« Il faut voter pour Fillon à la primaire de la droite », argumentait récemment un ami.

« Ah oui ? Pourquoi ? »

« En votant pour Fillon, tu écartes Sarkozy. Fillon, c’est le seul candidat qui incarne la droite modérée et qui peut faire le poids contre l’extrême droite. »

Ainsi, devrais-je voter pour un candidat avec qui je n’ai pas de lien pour empêcher un autre de faire barrage à un troisième ?

Ces stratégies sont intégrées dans les calculs des hommes politiques. Les manigances souterraines, les reports de voix, les consignes de vote, les réseaux d’influence, les arrangements personnels.

Chaque période électorale est marquée de petites phrases assassines, de ralliements imprévisibles, de trahisons shakespeariennes. Si elles semblent intégrées au paysage, elles marquent aussi les limites de notre démocratie.

 « Et si ni l’un ni l’autre ne me convient ? »

 « Alors, votez pour le moins pire ! Vous n’allez tout de même pas voter blanc, ça serait faire le jeu du FN ! »

  « Pourtant, il me semblait que le vote blanc était un vote d’expression. Voter blanc signifie qu’on est concerné par l’élection, mais qu’aucun candidat ne porte nos valeurs. »

Je ressens devant l’isoloir le même sentiment que lorsqu’au restaurant on m’avait demandé si je préférais du poulet braisé ou une côte de bœuf. « Je suis végétarien, je ne mange pas d’animaux ». « Oui, j’ai compris, m’avait répété le serveur. Vous préférez que je vous fasse un poisson ? »

Les jeux politiques auxquels nous assistons, la violence des propos, la petitesse des arguments marquent les limites de notre démocratie. Et pourquoi pas de notre 5e République ? Cette république basée sur les oppositions. La droite s’oppose à la gauche, les extrêmes s’opposent entre eux. Il faut choisir son camp. Tout, dans les débats politiques, invite à la division, à l’opposition, au conflit, à la spéculation si loin de l’intelligence collective qui nous inspire déjà dans tant de domaines et pourrait inspirer les politiques.

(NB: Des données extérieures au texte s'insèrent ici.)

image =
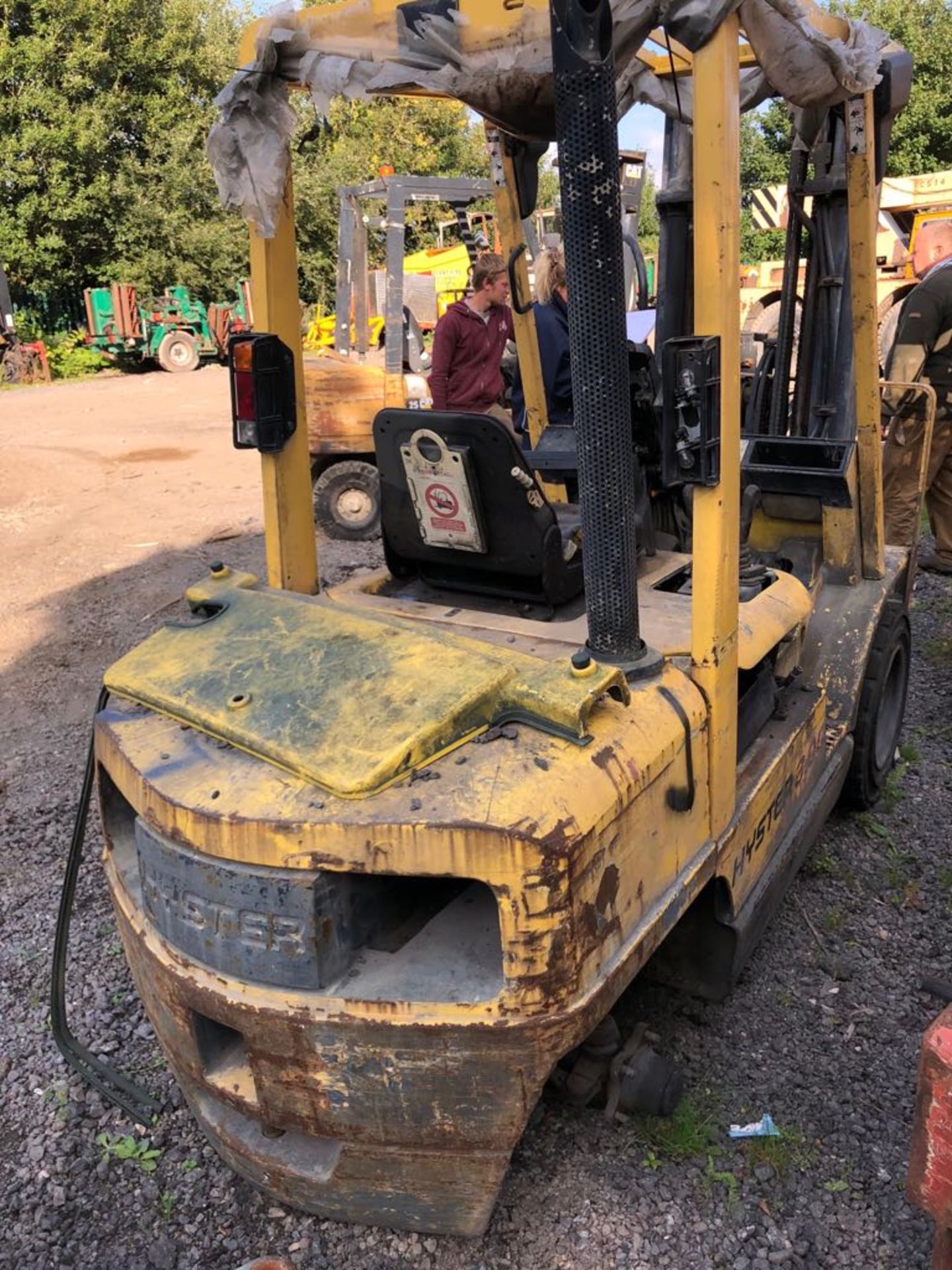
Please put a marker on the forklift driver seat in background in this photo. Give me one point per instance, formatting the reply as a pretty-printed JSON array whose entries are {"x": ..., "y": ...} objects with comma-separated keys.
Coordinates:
[{"x": 461, "y": 509}]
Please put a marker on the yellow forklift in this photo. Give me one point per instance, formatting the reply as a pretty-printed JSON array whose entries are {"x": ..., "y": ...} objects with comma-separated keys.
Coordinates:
[{"x": 385, "y": 857}]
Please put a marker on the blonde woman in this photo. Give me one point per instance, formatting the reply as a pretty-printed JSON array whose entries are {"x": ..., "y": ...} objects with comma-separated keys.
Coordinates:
[{"x": 551, "y": 310}]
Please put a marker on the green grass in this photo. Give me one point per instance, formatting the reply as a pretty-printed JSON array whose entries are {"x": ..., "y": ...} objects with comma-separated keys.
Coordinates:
[
  {"x": 58, "y": 1095},
  {"x": 938, "y": 650},
  {"x": 116, "y": 1147},
  {"x": 690, "y": 1132},
  {"x": 723, "y": 1177},
  {"x": 790, "y": 1151}
]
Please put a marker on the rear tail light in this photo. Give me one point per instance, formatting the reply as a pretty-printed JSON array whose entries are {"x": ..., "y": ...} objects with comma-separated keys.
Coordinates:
[{"x": 263, "y": 414}]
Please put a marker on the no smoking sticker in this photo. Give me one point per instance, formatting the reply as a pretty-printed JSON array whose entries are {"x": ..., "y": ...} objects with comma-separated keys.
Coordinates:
[
  {"x": 440, "y": 488},
  {"x": 442, "y": 502}
]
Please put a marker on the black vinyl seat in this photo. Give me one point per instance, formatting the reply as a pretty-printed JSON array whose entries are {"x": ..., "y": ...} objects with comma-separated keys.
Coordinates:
[{"x": 455, "y": 515}]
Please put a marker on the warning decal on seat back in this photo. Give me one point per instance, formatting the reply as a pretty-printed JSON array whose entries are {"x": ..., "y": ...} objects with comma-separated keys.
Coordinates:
[{"x": 440, "y": 488}]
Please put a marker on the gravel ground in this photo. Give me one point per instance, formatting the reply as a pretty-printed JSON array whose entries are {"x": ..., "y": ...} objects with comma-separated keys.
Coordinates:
[{"x": 833, "y": 1060}]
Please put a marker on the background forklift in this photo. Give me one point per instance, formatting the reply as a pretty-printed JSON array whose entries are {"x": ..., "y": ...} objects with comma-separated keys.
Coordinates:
[
  {"x": 346, "y": 386},
  {"x": 343, "y": 400},
  {"x": 20, "y": 361},
  {"x": 383, "y": 859}
]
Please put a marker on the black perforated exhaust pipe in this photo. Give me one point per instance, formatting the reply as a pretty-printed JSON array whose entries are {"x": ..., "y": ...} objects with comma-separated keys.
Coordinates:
[{"x": 588, "y": 177}]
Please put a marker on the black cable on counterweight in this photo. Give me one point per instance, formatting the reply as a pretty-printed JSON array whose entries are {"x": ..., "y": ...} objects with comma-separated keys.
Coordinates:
[{"x": 118, "y": 1089}]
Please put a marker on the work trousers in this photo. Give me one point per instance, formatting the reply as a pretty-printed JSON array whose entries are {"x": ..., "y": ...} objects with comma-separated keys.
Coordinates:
[{"x": 900, "y": 483}]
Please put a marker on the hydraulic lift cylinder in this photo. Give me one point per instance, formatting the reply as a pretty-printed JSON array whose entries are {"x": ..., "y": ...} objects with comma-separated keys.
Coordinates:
[{"x": 588, "y": 175}]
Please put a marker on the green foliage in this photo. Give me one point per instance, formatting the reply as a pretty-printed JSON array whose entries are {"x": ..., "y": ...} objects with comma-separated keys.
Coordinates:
[
  {"x": 60, "y": 1099},
  {"x": 764, "y": 160},
  {"x": 791, "y": 1150},
  {"x": 116, "y": 1147},
  {"x": 106, "y": 113},
  {"x": 922, "y": 136},
  {"x": 724, "y": 1177},
  {"x": 70, "y": 359},
  {"x": 688, "y": 1132}
]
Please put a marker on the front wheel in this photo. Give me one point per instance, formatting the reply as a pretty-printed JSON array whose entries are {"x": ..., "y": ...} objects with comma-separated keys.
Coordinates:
[
  {"x": 347, "y": 501},
  {"x": 883, "y": 702},
  {"x": 178, "y": 352}
]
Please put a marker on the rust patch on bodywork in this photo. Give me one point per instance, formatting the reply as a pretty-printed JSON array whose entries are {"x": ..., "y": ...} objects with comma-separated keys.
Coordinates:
[{"x": 607, "y": 888}]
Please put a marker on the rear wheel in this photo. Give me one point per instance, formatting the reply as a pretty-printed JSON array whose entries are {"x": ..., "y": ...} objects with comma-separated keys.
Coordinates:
[
  {"x": 178, "y": 352},
  {"x": 883, "y": 704},
  {"x": 347, "y": 501}
]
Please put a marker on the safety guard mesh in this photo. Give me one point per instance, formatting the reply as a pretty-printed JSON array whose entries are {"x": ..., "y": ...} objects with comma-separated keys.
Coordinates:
[{"x": 588, "y": 175}]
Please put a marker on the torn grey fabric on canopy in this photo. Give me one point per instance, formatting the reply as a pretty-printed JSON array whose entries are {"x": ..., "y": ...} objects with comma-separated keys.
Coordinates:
[{"x": 503, "y": 71}]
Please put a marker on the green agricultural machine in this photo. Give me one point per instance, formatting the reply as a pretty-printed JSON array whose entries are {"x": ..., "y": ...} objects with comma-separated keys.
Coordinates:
[{"x": 173, "y": 329}]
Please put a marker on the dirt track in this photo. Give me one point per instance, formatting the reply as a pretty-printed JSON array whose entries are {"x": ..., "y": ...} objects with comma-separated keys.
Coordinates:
[{"x": 114, "y": 493}]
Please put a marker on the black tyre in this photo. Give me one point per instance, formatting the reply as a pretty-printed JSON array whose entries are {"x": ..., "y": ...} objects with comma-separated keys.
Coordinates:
[
  {"x": 883, "y": 702},
  {"x": 347, "y": 501},
  {"x": 178, "y": 352}
]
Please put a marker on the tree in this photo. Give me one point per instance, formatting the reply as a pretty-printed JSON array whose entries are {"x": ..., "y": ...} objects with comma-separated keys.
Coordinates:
[
  {"x": 922, "y": 135},
  {"x": 106, "y": 112},
  {"x": 424, "y": 138},
  {"x": 764, "y": 160},
  {"x": 107, "y": 107}
]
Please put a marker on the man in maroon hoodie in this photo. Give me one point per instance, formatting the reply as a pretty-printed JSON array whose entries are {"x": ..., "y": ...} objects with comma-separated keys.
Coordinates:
[{"x": 469, "y": 345}]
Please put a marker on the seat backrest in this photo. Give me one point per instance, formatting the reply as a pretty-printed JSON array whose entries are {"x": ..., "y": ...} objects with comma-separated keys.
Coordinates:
[{"x": 461, "y": 508}]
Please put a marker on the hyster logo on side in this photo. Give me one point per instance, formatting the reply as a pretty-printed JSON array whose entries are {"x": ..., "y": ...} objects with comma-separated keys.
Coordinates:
[
  {"x": 771, "y": 818},
  {"x": 270, "y": 933}
]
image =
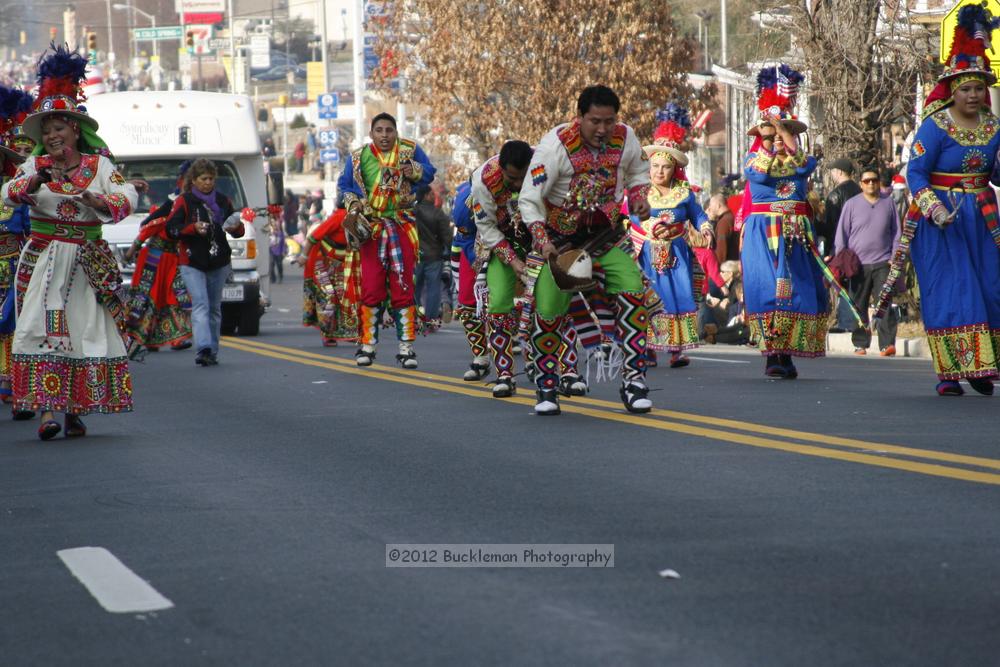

Je ne me considère pas plus à gauche qu’à droite. Ces séparations font partie pour moi d’un autre siècle. Je me considère juste comme un être humain en quête de paix intérieure et extérieure, et j’ai compris que la paix s’établit d’abord dans le cœur de chacun. Lorsque nous sommes en paix et que nous apaisons les paradoxes qui vivent en nous, alors la peur de l’autre disparaît, qu’il soit de droite ou de gauche, du centre ou des extrêmes, de « chez nous » ou d’ailleurs.

Les partis d’extrême droite s’appuient sur la peur de l’autre pour élaborer leurs programmes. Ils ont compris qu’en termes de communication, lorsqu’il s’agit d’appeler au rassemblement, il existe deux moteurs : la peur et l’amour. Plus la peur de l’autre s’affirme, plus disparaît l’amour et la foi en l’humanité. L’inverse est aussi vrai.

Alors, apolitique ?

Je me sens concerné par la vie politique. Je me sens concerné par les sujets qui nous touchent. Concerné par l’alimentation, je me demande comment nous pouvons sortir d’une malbouffe bourrée d’OGM, de monocultures intensives et chimiques, et encourager la permaculture, le bio, les circuits courts. Je me renseigne régulièrement sur le sujet, je rencontre les acteurs sur le terrain et fais mes choix en conscience en adoptant l’attitude la plus cohérente possible.

Je me sens concerné par l’écologie ; je ne comprends pas, alors que nous constatons la destruction de près de la moitié du peuple animal marin sur les dernières décennies, qu’aucun parti ne s’engage davantage dans l’écologie autrement que par des discours vaporeux. L’écologie n’est pas une option. Je continue à voir que chaque année, inspirée par les lobbys, des lois votées en catimini, des mesures de plus en plus industrielles comme l’interdiction d’utiliser les semences d’une année sur l’autre, la réglementation des potagers privés, de l’utilisation de l’eau de pluie, les limitations constantes de la biodiversité visent à nous écarter de notre responsabilité envers notre mère la terre naturellement nourricière. Pour les chamans, nous sommes les enfants de la terre. La terre est vivante. Il nous appartient de prendre soin d’elle avec la même sensibilité que nous pouvons développer pour un membre de notre famille.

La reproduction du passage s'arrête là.